As we have seen, a digital signature is a file (or several) containing information about the original document, the signer, the date of signature, algorithms used and signature expiration.
Sometimes this signature file is embedded in the original document and others are a separate file.
The way in which this information within the signature file (the order of that information within the file, tags that indicate when a field begins and ends, the options of those fields, etc.) are structured, it is determined by the format in which the signature is sent. There are different formats such as CMS, CAdES, PAdES, XAdES, etc.
CMS (Criptographic Message Syntax) was the first standard for cryptographically protected messages and was based in PKCS#7, which is the standard for messages encryption and signing in a PKI infrastructure.

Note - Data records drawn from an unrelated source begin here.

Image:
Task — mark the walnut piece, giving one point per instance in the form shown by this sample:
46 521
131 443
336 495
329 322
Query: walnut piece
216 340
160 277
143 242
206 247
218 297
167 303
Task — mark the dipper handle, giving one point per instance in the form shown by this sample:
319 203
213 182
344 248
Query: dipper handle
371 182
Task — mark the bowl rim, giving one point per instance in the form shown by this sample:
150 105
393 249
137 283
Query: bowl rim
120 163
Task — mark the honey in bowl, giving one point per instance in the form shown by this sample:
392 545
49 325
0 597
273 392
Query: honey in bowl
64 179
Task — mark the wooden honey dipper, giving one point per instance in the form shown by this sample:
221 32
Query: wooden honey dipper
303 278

CMS is a general framework for the signing of documents digitally, such as E-Mail (S / MIME), PDF or any other type of documents.

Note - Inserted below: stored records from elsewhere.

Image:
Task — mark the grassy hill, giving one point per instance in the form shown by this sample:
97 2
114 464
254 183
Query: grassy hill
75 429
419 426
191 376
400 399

CAdES (CMS Advanced Electronic Signatures). This format, from 2000, is the evolution of the CMS format. It is appropriate to sign large files, especially if the signature contains the original document because it optimizes the space of information.
Shortly after creating CMS
In the framework of this guidelines, CAdES specifies 6 precise profiles of signed data for its use with advanced electronic signature.

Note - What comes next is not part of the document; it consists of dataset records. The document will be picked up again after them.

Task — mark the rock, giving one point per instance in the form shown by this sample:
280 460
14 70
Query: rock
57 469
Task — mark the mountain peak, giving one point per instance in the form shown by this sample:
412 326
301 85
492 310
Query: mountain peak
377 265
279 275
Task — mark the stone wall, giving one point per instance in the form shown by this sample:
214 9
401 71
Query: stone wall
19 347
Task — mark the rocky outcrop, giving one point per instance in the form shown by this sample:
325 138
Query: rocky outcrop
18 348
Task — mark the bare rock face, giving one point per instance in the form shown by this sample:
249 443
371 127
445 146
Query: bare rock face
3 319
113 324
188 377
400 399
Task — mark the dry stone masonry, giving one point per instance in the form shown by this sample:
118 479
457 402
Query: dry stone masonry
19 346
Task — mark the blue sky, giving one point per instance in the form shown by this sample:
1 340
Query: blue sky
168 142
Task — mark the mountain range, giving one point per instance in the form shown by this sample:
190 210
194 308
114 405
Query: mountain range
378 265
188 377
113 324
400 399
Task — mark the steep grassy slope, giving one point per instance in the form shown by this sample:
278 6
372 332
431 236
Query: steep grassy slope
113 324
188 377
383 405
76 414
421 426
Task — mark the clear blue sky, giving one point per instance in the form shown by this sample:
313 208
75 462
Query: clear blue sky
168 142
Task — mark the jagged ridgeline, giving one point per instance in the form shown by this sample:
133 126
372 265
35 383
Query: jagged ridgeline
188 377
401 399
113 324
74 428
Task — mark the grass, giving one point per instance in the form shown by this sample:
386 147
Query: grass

This means, that for practical purposes, the format of the signature using each profile is different, the receiver must detect which profile the signature file has and be able to extract the signature itself.
In 2001 appears XAdES (XML Advanced Electronic Signatures). It was about an evolution in parallel with CAdES. While CAdES is based on CMS, XAdES is based on XML-DSIG. With XAdES, the result is an XML text file. Documents obtained tend to be larger than in the case of CAdES. Therefore, it is not suitable when the original file is very large. XAdES also incorporates adaptations and extensions of 1999/93/CE Directive, creating their own profiles, incompatible with CAdES. Applications such as eCoFirma of the Ministry of Industry and Trade, just sign in XAdES.
In 2009 PAdES comes out and is based directly on PKCS#7 and 32000-1 standards, which establish a framework for the signing of digital documents. PAdES incorporates the same features of CAdES and XAdES, but only for PDF files. For this reason, it is the most suitable format when the original document is of this type.
With PAdES, the addressee of the signature can easily check the signature and the signed document, because it is a visible and legible signature for the human being. With the previous formats this was not possible without using external tools.
The digital signature document structure is different in each of these formats, and within each format it is different depending on the profile used, including more or less information in each case.
The aim of this article is not the format description of each of these standards. Most current solutions support all these formats.
The 59/2003 Law of 19 December about Electronic Signature establishes the three main requirements that a digital signature must comply; identify the signer, verify the integrity of the signed document and ensure non-repudiation.
The signing process is based on a hash value of the document and the encryption of that hash that is to be sent along with the document. However, this signature only guarantees the integrity. Other objectives are achieved by encrypting both files (document and signature) with the issuer’s private key and the receiver’s public key.
In order to verify that a document signature has been made on a specific date, and that this signature is valid, two more steps have been included to the process: a request for the certificate validation to the key server and a request for a time stamp to a time certifying entity.
It is worth mentioning, finally, that there are different formats of digital signature (CAdES, XAdES, etc.), and signature validation applications must be prepared for verification.